【 人の価値と土地の価格について 】
人を評価するときには何故か「値決め」「値付け」とは言いません。しかし土地を評価するときは「値決め」「値付け」といいます。これを見ても昔から人の評価を金銭に置き換えるのには躊躇する思考があるのだと安心します。
とはいえ経営者(社長)が社員の給料や賞与を査定するときには、その人の価値をいかに金額に反映させるか苦労することが多々あります。評価される方は自分の価値が適正に評価されているか、つまりもらう価格(給料等)が妥当かどうか気になるところです。しかし、ほとんどの人は自分の価値に見合った額をもらっているとは思っていません。それだけ人を金額に置き換えるのは難しいことです。私も約30年間社長の立場にいましたので、それなりに考えその人が納得してくれる金額を出すことに注力したつもりです。

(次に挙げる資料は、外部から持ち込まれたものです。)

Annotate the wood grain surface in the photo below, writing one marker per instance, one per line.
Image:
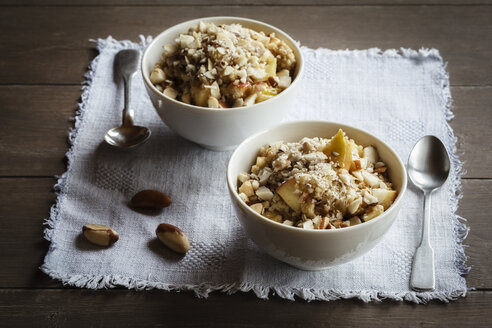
(45, 53)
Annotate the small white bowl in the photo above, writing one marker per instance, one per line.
(218, 129)
(313, 249)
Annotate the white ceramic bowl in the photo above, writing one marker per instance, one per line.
(313, 249)
(218, 129)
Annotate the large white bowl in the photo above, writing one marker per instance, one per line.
(218, 129)
(313, 249)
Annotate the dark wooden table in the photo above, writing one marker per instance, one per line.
(44, 54)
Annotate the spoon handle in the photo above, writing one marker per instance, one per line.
(128, 65)
(127, 111)
(423, 272)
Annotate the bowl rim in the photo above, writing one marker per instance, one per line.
(295, 81)
(391, 209)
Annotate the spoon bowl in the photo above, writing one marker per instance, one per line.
(127, 135)
(428, 164)
(428, 168)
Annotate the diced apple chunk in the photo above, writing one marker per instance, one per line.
(371, 154)
(385, 196)
(370, 178)
(258, 207)
(287, 191)
(264, 193)
(247, 188)
(261, 161)
(355, 220)
(339, 149)
(375, 211)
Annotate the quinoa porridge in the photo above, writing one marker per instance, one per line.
(220, 66)
(317, 183)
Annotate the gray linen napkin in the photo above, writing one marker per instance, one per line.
(397, 95)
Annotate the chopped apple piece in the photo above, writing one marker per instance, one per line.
(385, 197)
(323, 223)
(264, 193)
(339, 149)
(371, 154)
(274, 216)
(287, 191)
(308, 224)
(247, 188)
(200, 95)
(261, 161)
(375, 211)
(271, 66)
(370, 178)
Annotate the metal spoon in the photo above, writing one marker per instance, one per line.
(428, 168)
(127, 135)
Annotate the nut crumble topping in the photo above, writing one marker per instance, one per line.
(219, 66)
(318, 183)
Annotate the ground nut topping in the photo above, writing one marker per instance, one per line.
(220, 66)
(318, 183)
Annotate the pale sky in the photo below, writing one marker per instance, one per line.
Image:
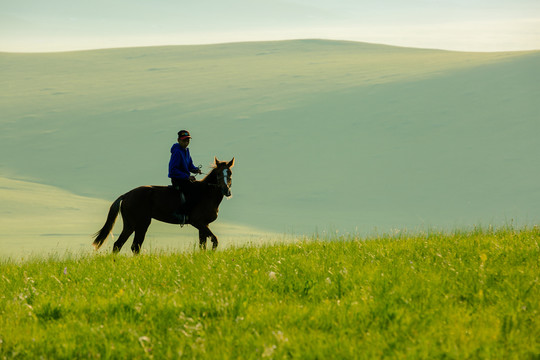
(465, 25)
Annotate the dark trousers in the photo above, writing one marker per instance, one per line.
(183, 186)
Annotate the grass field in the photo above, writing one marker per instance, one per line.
(469, 294)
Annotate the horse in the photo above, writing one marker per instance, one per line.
(140, 205)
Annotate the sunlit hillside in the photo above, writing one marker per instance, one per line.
(327, 135)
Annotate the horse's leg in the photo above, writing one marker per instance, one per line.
(140, 233)
(213, 238)
(202, 239)
(206, 232)
(126, 233)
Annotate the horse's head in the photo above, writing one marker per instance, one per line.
(223, 175)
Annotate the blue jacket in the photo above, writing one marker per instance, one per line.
(180, 165)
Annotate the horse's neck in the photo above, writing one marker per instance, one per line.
(211, 182)
(210, 178)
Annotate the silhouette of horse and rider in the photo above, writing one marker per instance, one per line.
(187, 201)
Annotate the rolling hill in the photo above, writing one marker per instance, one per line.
(328, 135)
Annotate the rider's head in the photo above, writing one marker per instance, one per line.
(183, 138)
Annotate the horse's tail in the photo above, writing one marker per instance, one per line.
(102, 234)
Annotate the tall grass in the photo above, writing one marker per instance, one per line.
(462, 295)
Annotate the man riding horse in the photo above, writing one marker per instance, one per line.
(180, 169)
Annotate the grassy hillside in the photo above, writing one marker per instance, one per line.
(40, 220)
(458, 296)
(327, 135)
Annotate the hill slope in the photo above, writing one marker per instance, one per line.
(327, 135)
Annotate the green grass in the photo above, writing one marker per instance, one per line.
(470, 294)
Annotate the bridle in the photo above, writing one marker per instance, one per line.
(224, 181)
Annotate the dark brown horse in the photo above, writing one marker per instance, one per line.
(140, 205)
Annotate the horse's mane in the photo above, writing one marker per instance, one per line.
(210, 176)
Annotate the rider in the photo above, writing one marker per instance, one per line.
(180, 169)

とは言え、社長が決めた金額に誰も異議を唱えることはしませんので独り善がりになる弊害は免れません。特に派遣と言われる非正規労働者といわれる人々の冷遇ぶりは如何なものかと慨嘆せざるを得ません。
しかし、かなり少ないケースと推察(の域を出ませんが)しますが、価値に見合う以上の価格(給料)をもらっている、と感じる人もいることでしょう。そんな風に思ってくれる社員がいる会社が理想です。
いずれにしても、人が人を評価する場合は多くのケースで価値=価格となっていないのが現実の世界だと思います。これは、コロナ禍でますますこの傾向が強まることになるはずです。かつて経営者の端くれだった者として現経営陣には大いに注意を払っていただきたいと思います。
次に土地の価格についてです。
前回のニュースで触れたようにいわゆる高級住宅地と言われる土地価格は公示価格の1.5倍、ないしは路線価の2倍程度に売れているという話をしました。この取引事例は公示価格の基礎になるものだけにあまりにもその乖離があると公示価格の信ぴょう性に疑義が生じてくることも確かです。しかし公示価格はどうしても後追いになる分、致し方ないことでもあります。また、この取引事例は時代とともに先行する傾向があります。これは人の持つ欲望との関係性があると思っています。これがバブルです。バブルの定義付けすると「価値に見合わない価格がつけられる」ことです。特に投資用物件などは買った時よりも高く売りたいのが人の思考の常ですからその傾向が強まります。それと情報の非対称性という厄介な情報格差が輪をかけることになります。昭和~平成バブルはその最たるものでした。次がリーマンバブルです。では今はバブルかと問われると個人的感覚から言うと、知らないうちに皆が寄ってたかって起こしたバブルです。これは2019年秋がピークでした。コロナ禍の現時点は下がるかと思いきや、実需ベースではまだ持ちこたえているのが実態です。
しかし、都心部収益不動産や郊外でも低くなり過ぎた還元利回りなどははげ落ちてくるでしょう。それは収益価格が下がる要因ですので投資マインドも下がり、これから大きく下がる可能性があると思っています。このように土地価格は常に一定ではなく、所有している人や時代により価値に見合うものとは限らないのです。
不動産鑑定士による不動産鑑定評価は現時点でのものであり、総じて先読みをすることが出来ないことにあります。(但し,DCFを使う時などは将来賃料の値上げ、値下げを想定しますが)もちろん、将来性を読んで売却や購入のアドバイスは可能です。